Chemical Reactions

Basics of Chemical Reactions

  • A chemical reaction involves the transformation of one substance or multiple substances into one or more new substances.
  • The initial substances involved in a chemical reaction (before the reaction takes place) are known as reactants.
  • The new substances produced via a chemical reaction are referred to as products.

Balancing Chemical Equations

  • Chemical equations are used to represent chemical reactions.
  • They must be balanced, ensuring the number of atoms of each element is the same on both the reactants and products side. This principle follows the law of conservation of mass.
  • Chemical equations are balanced by adjusting the coefficients (the numbers in front of the symbols/chemical formula) rather than changing the subscript (number within the chemical formula).

Endothermic and Exothermic Reactions

  • Chemical reactions usually involve an energy change, with energy either being released or absorbed.
  • Endothermic reactions are chemical reactions that absorb energy from their surroundings.
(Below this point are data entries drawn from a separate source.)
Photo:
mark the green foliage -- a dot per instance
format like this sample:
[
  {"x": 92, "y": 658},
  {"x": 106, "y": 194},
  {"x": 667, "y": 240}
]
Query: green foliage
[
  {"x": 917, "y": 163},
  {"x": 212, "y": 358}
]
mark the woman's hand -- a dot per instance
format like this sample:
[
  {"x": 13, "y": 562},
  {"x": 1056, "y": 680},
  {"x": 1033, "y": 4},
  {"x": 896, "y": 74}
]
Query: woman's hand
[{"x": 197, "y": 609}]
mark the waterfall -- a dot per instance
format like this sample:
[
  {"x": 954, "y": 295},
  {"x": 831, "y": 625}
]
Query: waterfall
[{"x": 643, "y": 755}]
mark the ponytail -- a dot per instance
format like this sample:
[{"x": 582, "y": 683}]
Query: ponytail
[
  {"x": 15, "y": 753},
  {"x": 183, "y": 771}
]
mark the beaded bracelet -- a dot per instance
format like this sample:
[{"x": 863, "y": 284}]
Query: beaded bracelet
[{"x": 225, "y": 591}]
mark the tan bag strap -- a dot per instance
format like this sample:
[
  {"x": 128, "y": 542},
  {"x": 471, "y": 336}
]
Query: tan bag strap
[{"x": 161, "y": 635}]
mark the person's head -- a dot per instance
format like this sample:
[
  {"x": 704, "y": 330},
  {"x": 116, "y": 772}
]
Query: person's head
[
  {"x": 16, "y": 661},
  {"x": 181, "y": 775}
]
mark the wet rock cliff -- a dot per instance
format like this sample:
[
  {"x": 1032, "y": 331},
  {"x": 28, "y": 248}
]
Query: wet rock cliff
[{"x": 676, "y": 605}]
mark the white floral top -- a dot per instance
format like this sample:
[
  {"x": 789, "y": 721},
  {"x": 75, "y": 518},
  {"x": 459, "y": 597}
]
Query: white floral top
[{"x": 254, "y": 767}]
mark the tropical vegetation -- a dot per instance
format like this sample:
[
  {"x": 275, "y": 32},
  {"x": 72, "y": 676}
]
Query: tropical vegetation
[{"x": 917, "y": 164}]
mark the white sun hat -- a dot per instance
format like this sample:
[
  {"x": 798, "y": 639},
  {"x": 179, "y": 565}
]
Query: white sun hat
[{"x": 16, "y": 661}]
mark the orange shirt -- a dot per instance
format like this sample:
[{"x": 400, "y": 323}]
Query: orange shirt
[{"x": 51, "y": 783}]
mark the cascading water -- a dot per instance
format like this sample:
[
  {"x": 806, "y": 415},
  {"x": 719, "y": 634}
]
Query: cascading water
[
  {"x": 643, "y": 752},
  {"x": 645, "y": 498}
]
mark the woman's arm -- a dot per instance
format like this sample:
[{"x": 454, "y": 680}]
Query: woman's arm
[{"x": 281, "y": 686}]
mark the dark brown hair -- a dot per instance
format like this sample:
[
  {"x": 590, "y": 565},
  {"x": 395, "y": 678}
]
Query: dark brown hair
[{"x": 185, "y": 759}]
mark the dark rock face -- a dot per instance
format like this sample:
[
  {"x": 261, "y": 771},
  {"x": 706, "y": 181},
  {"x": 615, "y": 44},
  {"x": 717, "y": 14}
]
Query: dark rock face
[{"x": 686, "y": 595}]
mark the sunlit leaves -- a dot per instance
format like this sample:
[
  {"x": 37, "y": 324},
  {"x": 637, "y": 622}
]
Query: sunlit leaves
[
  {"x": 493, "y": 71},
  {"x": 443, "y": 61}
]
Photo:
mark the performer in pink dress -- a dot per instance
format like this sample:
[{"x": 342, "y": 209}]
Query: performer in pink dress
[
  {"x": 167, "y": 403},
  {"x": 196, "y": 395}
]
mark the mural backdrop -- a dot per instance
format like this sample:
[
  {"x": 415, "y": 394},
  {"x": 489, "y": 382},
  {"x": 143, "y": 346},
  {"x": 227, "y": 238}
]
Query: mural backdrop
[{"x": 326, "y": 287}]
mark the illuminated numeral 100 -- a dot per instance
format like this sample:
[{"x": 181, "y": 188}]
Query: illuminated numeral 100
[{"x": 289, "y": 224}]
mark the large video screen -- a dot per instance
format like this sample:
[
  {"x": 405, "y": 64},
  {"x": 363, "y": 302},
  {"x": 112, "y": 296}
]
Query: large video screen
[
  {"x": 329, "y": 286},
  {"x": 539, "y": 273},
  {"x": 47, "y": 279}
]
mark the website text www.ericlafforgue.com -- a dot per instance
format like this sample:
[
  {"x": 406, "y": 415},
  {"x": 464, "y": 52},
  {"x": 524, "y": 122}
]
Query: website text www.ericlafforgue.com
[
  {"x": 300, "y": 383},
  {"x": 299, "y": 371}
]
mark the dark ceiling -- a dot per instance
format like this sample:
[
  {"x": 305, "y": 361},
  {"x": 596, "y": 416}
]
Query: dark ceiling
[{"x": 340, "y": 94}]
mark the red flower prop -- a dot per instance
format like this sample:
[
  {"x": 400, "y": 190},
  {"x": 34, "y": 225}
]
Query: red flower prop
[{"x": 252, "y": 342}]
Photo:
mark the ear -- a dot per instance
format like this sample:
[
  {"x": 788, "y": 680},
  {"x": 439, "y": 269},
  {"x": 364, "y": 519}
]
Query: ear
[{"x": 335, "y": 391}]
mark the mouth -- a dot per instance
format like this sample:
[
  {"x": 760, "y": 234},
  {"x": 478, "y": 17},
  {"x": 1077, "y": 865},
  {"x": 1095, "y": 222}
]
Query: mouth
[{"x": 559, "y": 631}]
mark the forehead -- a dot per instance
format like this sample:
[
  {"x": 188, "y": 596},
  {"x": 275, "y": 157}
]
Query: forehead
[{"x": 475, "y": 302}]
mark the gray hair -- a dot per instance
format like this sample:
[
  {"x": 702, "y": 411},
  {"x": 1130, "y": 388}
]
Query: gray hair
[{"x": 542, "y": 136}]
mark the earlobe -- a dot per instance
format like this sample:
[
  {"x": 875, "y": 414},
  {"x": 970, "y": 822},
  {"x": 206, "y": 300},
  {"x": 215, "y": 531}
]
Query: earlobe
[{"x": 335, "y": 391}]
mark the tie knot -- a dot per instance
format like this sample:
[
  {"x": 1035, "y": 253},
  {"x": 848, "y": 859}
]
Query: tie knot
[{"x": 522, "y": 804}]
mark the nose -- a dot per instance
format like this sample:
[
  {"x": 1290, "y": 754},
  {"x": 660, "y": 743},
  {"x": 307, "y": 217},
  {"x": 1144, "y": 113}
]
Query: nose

This energy is usually in the form of heat.
  • Examples of endothermic reactions include the process of photosynthesis in plants and the melting of ice into water.
  • Exothermic reactions are those that release energy, generally in the form of heat or light.
  • Everyday examples of exothermic reactions include burning a substance, neutralisation reactions (where an acid reacts with a base), and the reaction between water and calcium oxide.

Rate of Reactions

  • The rate of reaction describes how fast the reactants are transformed into products.
  • This rate can be influenced by several factors including concentration of reactants, temperature, surface area of solid reactants, and the presence of catalysts.
  • A catalyst is a substance that can speed up a chemical reaction by providing an alternative reaction pathway with a lower activation energy, but is not consumed in the reaction and can be used repeatedly.

Chemical Tests

  • Specific tests can be used to identify certain chemicals in a substance like the flame test for metal ions, or the litmus test for acids and bases.
  • Precipitation reactions (forming a solid in a solution) can also be a way to test for certain chemicals, such as using silver nitrate to test for chloride ions.